During the evening of the 16th September after the family and I briefly returned to my home, a phone call summoned us to return to hospital to learn of my Partner’s passing at about 18.30 pm
On 19th Sept. a Coroner’s Officer phoned to inform me that her Death Certificate was available for collection. The officer added “Whilst I have you on the phone I can confirm the cause of death will be recorded as Lung cancer. When I questioned “can you please explain why Lung cancer, when the Surgeon had only diagnosed Tongue cancer? He explained “for the purposes of death registration, we have to state where the cancer had originated”. I thought this was extraordinarily odd when no biopsy or investigation was performed on her lungs. The only histopathology report conducted proves Tongue cancer? To worsen my concerns that something was untoward with her hospital care the Coroner’s officer also told me “because you are only a partner, current English law prevents you from requesting a post mortem”. This has since been proven contrary to law, but when I had no medico-legal knowledge when being suddenly bereaved I trusted a Coroner’s Officer’s information to be honest and trustworthy. Even though I was my Partner’s nominated Next of Kin on every hospital admission, no mention, or consideration was given to the fact that She and I had lived together for 21 years
My consistent belief that her cause of death was contentious and incorrect left me no option than to pursue the NHS Complaints Procedure. The Trust protracted the complaint for 4 years, with the Healthcare Commission’s second Independent Review concluding on 13th February 2009 with their clinical expert stating “from the CD of x-rays, provided by the Trust, none showed any definite evidence of a lung cancer. This confirmed my suspicion that her recorded cause of death was, and remains erroneous. The Healthcare Commission’s clinical expert also commented “it is impossible to be any more definite in the absence of a post mortem examination” and “the fact that her death was recorded as metastatic lung carcinoma was something which it would not be appropriate to question or challenge.”
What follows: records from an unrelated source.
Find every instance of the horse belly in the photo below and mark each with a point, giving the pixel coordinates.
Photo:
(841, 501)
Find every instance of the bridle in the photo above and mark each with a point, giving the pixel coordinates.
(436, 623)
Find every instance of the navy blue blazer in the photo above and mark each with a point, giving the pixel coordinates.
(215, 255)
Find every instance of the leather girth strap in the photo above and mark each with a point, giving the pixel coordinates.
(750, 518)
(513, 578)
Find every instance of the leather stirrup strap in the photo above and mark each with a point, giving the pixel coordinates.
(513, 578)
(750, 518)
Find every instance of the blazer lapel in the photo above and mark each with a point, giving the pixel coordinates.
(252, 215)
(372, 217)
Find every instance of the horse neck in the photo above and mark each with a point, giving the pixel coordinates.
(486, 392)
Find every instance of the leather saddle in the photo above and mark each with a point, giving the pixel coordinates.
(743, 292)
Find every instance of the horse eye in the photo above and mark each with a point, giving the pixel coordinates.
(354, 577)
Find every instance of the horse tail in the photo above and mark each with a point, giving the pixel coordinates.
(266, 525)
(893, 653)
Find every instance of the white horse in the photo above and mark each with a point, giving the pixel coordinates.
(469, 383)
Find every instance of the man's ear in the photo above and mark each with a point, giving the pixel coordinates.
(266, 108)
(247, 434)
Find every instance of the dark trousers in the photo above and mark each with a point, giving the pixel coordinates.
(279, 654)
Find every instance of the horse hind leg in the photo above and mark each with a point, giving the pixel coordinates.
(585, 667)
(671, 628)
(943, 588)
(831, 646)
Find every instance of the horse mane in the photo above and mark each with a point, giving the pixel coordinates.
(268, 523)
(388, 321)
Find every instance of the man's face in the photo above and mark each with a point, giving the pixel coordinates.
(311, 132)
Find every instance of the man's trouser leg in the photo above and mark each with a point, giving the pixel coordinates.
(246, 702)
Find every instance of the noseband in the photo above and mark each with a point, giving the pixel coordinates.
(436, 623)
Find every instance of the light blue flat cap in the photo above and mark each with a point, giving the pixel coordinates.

My MP supported my application to ask the Coroner for an inquest and on 28th March 2011 the Coroner replied declining on grounds that I had not supplied any further information to alter her view that a post mortem or inquest was required.
I have an independent medical expert report proving that my partner certainly elected for a day surgery, in absence of any cancer and the lung nodules that doctors misdiagnosed as lung cancer were perfectly treatable pulmonary emboli. Professor Steve Bolsin, who the NHS ostracised for whistleblowing the Bristol Royal Infirmary baby deaths, has opined that the anaesthetic drugs used were contraindicated for an asthmatic patient, that was the probable catalyst for the post-op respiratory collapse.
I haven’t finished seeking justice as an application to the Attorney General for an inquest, to officially establish the true cause of death, is underway.